Rice brans, rice bran oils, and rice hulls: composition, food and industrial uses, and bioactivities in humans, animals, and cells

Rice plants produce bioactive rice brans and hulls that have been reported to have numerous health-promoting effects in cells, animals, and humans. The main objective of this review is to consolidate and integrate the widely scattered information on the composition and the antioxidative, anti-inflammatory, and immunostimulating effects of rice brans from different rice cultivars, rice bran oils derived from rice brans, rice hulls, liquid rice hull smoke derived from rice hulls, and some of their bioactive compounds. As part of this effort, this paper also presents brief summaries on the preparation of health-promoting foods including bread, corn flakes, frankfurters, ice cream, noodles, pasta, tortillas, and zero-trans-fat shortening as well as industrial products such bioethanol and biodiesel fuels. Also covered are antibiotic, antiallergic, anticarcinogenic, antidiabetic, cardiovascular, allelochemical, and other beneficial effects and the mechanisms of the bioactivities.

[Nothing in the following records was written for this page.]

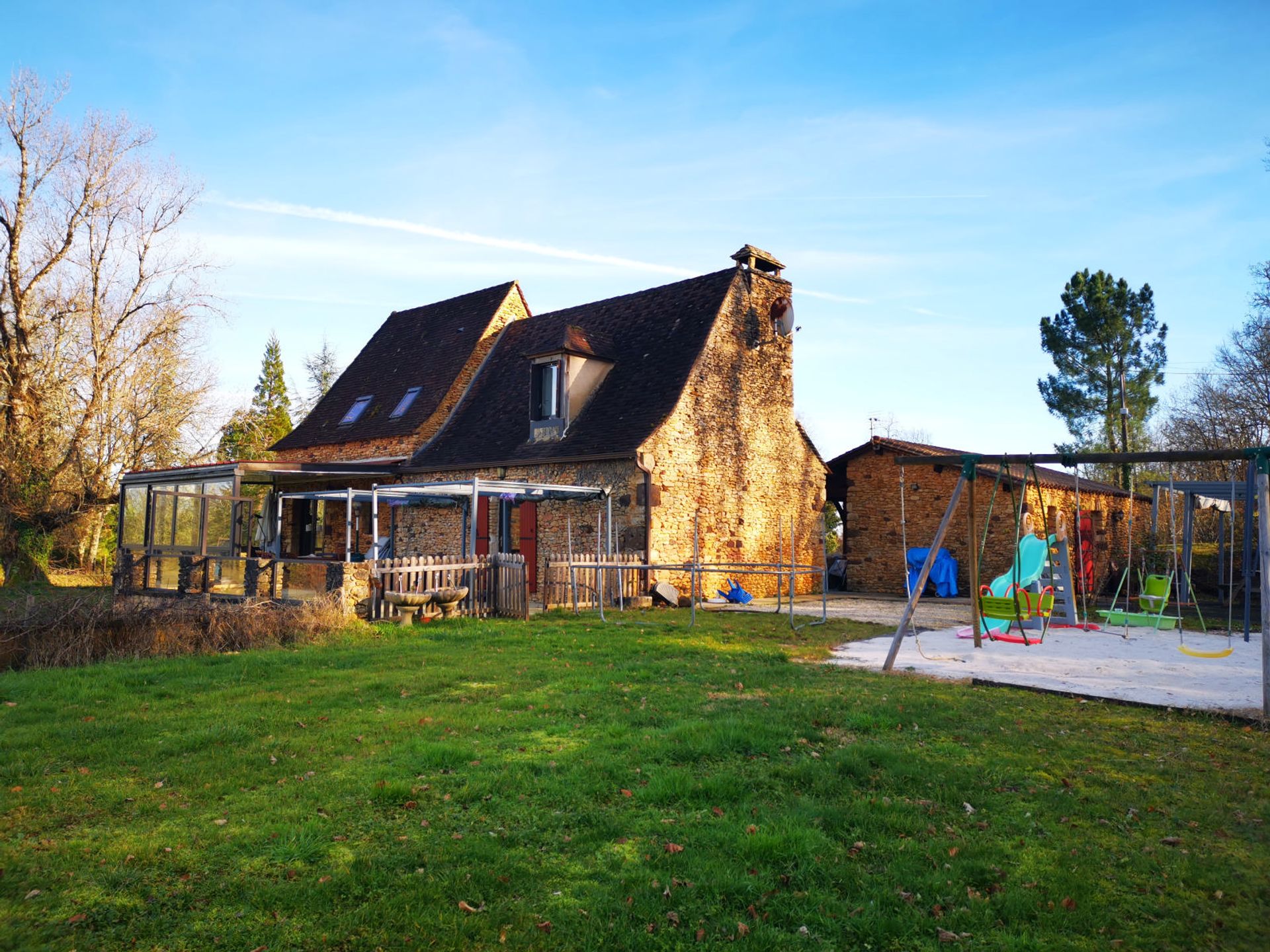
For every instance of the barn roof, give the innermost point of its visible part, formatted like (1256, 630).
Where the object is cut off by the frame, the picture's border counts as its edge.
(1047, 476)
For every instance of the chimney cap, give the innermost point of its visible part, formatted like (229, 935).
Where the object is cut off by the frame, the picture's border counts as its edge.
(759, 260)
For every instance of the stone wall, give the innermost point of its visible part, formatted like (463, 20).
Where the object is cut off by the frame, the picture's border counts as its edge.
(874, 543)
(733, 456)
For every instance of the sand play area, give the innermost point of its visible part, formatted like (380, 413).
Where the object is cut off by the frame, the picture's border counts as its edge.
(1144, 668)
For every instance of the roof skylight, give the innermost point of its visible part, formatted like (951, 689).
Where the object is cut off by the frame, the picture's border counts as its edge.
(356, 411)
(404, 404)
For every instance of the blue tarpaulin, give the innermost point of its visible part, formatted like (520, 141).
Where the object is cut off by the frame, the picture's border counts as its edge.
(943, 573)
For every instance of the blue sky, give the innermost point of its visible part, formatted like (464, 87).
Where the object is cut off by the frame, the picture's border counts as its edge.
(931, 173)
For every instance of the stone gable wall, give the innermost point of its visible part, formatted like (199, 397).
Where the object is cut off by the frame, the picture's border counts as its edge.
(874, 543)
(732, 456)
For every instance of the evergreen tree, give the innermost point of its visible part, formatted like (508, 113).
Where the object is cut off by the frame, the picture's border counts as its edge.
(249, 433)
(1108, 349)
(323, 370)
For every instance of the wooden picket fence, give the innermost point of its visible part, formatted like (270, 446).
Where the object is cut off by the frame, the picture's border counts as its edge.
(498, 583)
(630, 584)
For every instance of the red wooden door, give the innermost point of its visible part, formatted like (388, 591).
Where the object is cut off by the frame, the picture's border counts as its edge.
(483, 526)
(530, 542)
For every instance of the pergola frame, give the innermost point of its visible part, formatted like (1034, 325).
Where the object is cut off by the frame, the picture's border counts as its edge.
(448, 493)
(1259, 475)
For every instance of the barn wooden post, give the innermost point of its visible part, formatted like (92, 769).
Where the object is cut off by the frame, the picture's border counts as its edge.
(923, 576)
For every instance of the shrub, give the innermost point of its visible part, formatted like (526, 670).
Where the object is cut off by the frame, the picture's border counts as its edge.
(73, 630)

The results show that food-compatible and safe formulations with desirable nutritional and biological properties can be used to develop new multifunctional foods as well as bioethanol and biodiesel fuel. The overlapping aspects are expected to contribute to a better understanding of the potential impact of the described health-promoting potential of the rice-derived brans, oils, and hulls in food and medicine. Such an understanding will enhance nutrition and health and benefit the agricultural and industrial economies.